The doctor started to say something, then changed his mind. He turned to the nurse. “Page Dr. Glenn. Tell him it’s urgent.” Another glance at Brynn, and he went back through the doors. Brynn turned to the nurse, who walked off in a huff.
“I swear to God, I’m going to punch someone.” Brynn turned to Erik. Tears welled in her eyes. “Erik, I hate it that he was hurt protecting me.”
He pulled her into his arms. He wanted to know what happened. But first he needed to hold her and convince himself that she was really okay.
Erik kissed the top of her head and looked around. Keith stood in the hallway, talking on his phone—probably to Jeremy, who was on his way over with Skyler. The rest of the team was stationed in another wing of the hospital with Ross.

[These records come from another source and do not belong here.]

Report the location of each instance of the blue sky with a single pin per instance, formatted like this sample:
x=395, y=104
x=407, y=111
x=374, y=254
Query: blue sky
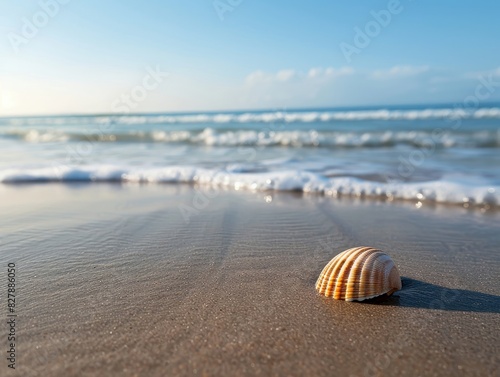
x=86, y=56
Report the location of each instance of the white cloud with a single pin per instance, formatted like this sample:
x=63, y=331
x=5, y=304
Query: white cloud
x=399, y=71
x=287, y=75
x=475, y=75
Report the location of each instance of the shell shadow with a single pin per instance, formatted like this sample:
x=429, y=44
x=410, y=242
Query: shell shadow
x=419, y=294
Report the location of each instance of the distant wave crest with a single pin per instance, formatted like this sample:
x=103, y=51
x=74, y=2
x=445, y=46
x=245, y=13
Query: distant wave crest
x=312, y=138
x=445, y=191
x=267, y=117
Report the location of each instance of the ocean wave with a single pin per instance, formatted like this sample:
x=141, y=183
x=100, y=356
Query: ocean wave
x=443, y=191
x=312, y=138
x=266, y=117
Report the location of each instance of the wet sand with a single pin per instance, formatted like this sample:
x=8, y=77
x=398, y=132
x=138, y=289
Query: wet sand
x=160, y=280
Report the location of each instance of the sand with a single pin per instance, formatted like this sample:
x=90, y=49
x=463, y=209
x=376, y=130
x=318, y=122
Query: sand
x=160, y=280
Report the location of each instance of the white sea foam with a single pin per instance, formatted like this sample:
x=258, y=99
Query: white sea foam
x=312, y=138
x=450, y=190
x=267, y=117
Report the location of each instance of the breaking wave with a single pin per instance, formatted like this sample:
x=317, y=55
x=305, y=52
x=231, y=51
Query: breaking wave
x=445, y=191
x=312, y=138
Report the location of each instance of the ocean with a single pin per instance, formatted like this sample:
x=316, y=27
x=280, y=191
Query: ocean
x=427, y=154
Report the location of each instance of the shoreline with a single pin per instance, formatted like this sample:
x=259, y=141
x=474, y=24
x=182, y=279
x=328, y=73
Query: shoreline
x=114, y=280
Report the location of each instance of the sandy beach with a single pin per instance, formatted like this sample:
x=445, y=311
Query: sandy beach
x=117, y=280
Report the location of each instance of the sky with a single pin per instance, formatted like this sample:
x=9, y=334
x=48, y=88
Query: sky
x=90, y=56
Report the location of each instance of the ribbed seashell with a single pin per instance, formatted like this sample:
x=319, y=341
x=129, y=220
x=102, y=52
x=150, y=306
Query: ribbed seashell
x=358, y=274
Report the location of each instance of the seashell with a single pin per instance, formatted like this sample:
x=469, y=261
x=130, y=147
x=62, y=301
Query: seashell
x=359, y=274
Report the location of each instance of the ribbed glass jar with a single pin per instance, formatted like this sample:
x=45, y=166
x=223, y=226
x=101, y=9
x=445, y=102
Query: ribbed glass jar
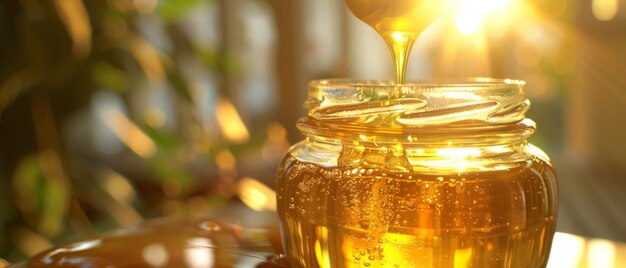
x=417, y=175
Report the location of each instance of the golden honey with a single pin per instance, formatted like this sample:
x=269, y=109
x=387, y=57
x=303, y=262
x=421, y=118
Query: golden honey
x=399, y=23
x=418, y=175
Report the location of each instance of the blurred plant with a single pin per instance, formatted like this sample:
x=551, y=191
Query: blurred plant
x=57, y=57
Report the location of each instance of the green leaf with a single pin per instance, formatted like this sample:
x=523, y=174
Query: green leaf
x=108, y=76
x=172, y=10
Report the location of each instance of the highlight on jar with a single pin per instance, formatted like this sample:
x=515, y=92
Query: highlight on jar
x=433, y=174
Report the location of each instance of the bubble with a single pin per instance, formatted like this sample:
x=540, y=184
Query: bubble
x=360, y=97
x=460, y=187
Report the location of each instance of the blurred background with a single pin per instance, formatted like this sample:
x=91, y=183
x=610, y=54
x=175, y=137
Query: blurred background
x=115, y=111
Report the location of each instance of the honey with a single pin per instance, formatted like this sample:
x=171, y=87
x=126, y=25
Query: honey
x=416, y=175
x=399, y=23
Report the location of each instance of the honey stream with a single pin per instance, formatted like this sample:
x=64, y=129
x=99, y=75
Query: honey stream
x=399, y=23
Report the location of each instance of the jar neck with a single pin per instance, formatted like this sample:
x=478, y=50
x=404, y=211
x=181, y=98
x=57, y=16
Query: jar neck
x=382, y=123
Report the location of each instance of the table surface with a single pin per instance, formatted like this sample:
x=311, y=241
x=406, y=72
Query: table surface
x=228, y=239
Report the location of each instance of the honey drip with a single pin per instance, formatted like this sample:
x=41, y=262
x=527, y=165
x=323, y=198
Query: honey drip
x=399, y=23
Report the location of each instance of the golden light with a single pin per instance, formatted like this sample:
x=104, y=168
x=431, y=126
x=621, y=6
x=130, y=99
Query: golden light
x=452, y=153
x=604, y=10
x=225, y=160
x=601, y=253
x=256, y=195
x=468, y=22
x=567, y=251
x=230, y=122
x=129, y=133
x=471, y=14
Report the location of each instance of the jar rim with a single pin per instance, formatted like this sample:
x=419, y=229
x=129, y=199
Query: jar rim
x=466, y=83
x=440, y=108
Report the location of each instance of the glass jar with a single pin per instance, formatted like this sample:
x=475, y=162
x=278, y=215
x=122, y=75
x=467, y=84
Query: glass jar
x=417, y=175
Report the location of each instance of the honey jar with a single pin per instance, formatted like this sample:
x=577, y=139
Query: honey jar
x=428, y=174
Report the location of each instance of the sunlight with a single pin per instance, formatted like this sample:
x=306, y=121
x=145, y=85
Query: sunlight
x=230, y=122
x=604, y=10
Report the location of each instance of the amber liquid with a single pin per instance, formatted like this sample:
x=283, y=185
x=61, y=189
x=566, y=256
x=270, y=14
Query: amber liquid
x=399, y=22
x=372, y=217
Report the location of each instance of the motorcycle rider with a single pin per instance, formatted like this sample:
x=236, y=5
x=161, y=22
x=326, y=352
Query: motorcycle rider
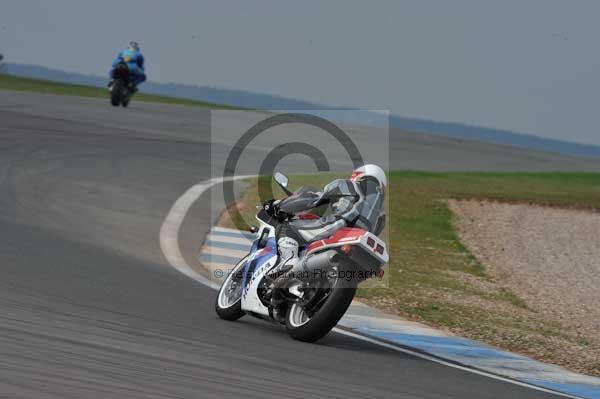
x=354, y=202
x=134, y=59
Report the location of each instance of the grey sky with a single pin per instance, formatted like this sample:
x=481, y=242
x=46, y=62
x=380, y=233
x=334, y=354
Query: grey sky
x=530, y=66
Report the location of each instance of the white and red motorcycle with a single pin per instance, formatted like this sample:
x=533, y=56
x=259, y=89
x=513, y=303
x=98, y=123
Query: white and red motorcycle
x=313, y=296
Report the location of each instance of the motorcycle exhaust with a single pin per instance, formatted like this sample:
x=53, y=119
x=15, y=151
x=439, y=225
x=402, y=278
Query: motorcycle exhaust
x=318, y=263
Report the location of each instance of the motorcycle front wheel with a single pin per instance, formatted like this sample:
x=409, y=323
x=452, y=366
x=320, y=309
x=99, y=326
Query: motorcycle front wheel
x=311, y=323
x=228, y=303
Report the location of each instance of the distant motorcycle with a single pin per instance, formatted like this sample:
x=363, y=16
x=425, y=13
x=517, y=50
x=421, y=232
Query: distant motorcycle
x=310, y=297
x=122, y=88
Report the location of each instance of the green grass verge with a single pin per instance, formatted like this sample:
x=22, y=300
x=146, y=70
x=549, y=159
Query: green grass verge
x=16, y=83
x=434, y=279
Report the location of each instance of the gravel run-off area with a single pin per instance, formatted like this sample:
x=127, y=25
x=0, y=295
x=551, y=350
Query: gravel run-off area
x=549, y=257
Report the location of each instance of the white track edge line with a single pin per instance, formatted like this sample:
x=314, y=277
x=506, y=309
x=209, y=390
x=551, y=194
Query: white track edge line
x=169, y=244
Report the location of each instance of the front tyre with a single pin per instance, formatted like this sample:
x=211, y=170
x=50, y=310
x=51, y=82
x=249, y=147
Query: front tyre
x=115, y=93
x=228, y=303
x=303, y=325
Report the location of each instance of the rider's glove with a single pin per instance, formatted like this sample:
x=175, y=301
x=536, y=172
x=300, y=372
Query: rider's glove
x=271, y=207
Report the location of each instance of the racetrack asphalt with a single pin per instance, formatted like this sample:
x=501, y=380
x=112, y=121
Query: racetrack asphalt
x=89, y=307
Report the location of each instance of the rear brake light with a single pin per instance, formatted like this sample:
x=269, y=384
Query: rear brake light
x=346, y=249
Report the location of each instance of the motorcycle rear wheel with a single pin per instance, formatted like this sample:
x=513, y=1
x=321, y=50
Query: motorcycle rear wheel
x=303, y=327
x=115, y=93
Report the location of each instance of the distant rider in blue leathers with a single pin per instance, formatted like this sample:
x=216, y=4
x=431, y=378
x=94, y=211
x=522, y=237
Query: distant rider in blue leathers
x=134, y=59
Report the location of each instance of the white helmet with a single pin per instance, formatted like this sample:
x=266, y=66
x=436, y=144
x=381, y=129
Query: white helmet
x=370, y=171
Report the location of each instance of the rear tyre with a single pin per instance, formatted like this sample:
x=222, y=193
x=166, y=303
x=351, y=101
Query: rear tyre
x=303, y=327
x=228, y=303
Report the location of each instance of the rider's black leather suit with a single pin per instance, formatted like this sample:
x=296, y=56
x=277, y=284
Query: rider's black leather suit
x=351, y=204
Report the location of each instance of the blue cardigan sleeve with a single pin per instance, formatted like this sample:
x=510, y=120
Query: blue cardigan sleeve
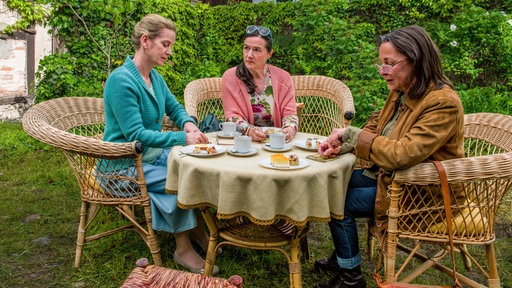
x=132, y=113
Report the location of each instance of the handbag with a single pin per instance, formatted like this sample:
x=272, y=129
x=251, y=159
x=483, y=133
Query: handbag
x=447, y=203
x=210, y=123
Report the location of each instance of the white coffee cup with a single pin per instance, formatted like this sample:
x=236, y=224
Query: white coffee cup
x=242, y=144
x=228, y=128
x=277, y=140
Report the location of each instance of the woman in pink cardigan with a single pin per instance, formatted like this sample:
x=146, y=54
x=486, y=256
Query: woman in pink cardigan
x=256, y=94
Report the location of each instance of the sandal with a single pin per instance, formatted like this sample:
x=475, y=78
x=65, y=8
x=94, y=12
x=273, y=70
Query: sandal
x=180, y=262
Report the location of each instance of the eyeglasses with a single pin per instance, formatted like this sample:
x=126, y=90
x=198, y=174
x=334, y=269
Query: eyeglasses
x=262, y=30
x=386, y=68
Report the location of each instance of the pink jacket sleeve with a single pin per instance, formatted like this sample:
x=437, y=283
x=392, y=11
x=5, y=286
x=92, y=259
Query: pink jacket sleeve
x=235, y=99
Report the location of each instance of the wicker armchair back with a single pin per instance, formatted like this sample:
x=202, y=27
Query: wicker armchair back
x=75, y=124
x=323, y=103
x=417, y=211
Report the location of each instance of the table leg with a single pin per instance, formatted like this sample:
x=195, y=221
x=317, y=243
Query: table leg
x=214, y=238
x=295, y=266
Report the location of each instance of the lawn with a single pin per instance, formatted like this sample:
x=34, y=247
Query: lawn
x=39, y=214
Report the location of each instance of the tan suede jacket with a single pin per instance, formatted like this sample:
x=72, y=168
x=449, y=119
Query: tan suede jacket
x=427, y=129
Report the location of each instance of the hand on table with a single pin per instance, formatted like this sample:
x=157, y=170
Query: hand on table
x=194, y=136
x=333, y=145
x=256, y=134
x=289, y=132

Brynn pushed away and looked up. “What happened to you? Where’s Corby? Keith said something about an arrest?”
“Corby’s in custody.”
She stared up at him, those blue eyes swimming with angry tears. “You’re sure?”

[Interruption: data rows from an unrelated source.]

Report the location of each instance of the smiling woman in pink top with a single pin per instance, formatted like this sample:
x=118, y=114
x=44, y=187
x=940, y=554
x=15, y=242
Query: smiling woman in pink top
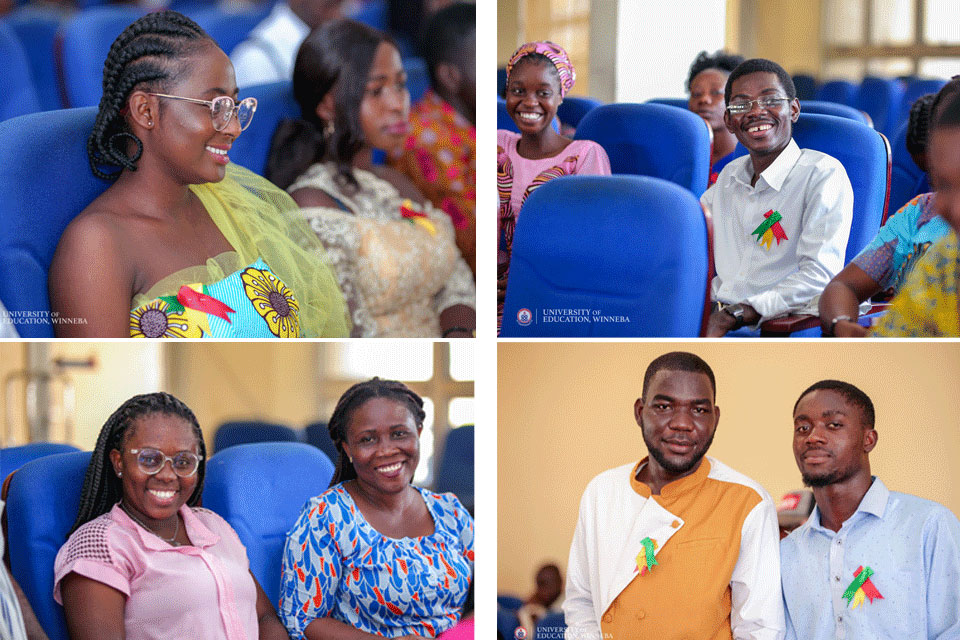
x=143, y=561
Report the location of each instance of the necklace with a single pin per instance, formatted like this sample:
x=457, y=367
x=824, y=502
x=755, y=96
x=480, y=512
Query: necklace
x=171, y=540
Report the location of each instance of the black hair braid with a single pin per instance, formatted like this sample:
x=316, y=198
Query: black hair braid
x=101, y=486
x=354, y=398
x=146, y=53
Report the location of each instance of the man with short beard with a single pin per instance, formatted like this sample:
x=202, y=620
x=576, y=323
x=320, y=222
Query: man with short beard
x=677, y=545
x=868, y=562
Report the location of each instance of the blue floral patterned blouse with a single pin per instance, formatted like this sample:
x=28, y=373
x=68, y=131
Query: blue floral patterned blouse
x=335, y=564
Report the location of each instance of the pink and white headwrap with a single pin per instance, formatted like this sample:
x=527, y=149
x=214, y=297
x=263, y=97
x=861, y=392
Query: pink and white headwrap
x=555, y=54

Erik could tell she didn’t believe she was safe and probably wouldn’t for a very long time.
“I’m sure.”
Brynn refused to leave the hospital until Hayes was out of surgery and in recovery. The ER doc had tracked down a plastic surgeon, who put fifty-two stitches in Hayes’s face between his forehead and his left ear. Brynn felt sick just thinking about it but also deeply grateful that Hayes had pulled through the surgery and hadn’t lost an eye.
At the insistence of a tall, extremely pushy U.S. marshal, Brynn had then gone to a DPD substation with Erik for a debriefing with various investigators whose names she was too tired to remember.
It had been more of an interrogation than a debriefing. Brynn had sat alone on one side of a table for nearly three hours, recounting the same series of events. Fortunately, she was good at dealing with people who covered the same ground repeatedly, trying to ferret out inconsistencies. But being good at it didn’t make it any less of a pain.
She stood in front of a vending machine now, hungry, thirsty, and too bleary-eyed to even read the labels on the buttons. She fed a few dollars into the machine and gave the top button a jab. Nothing happened.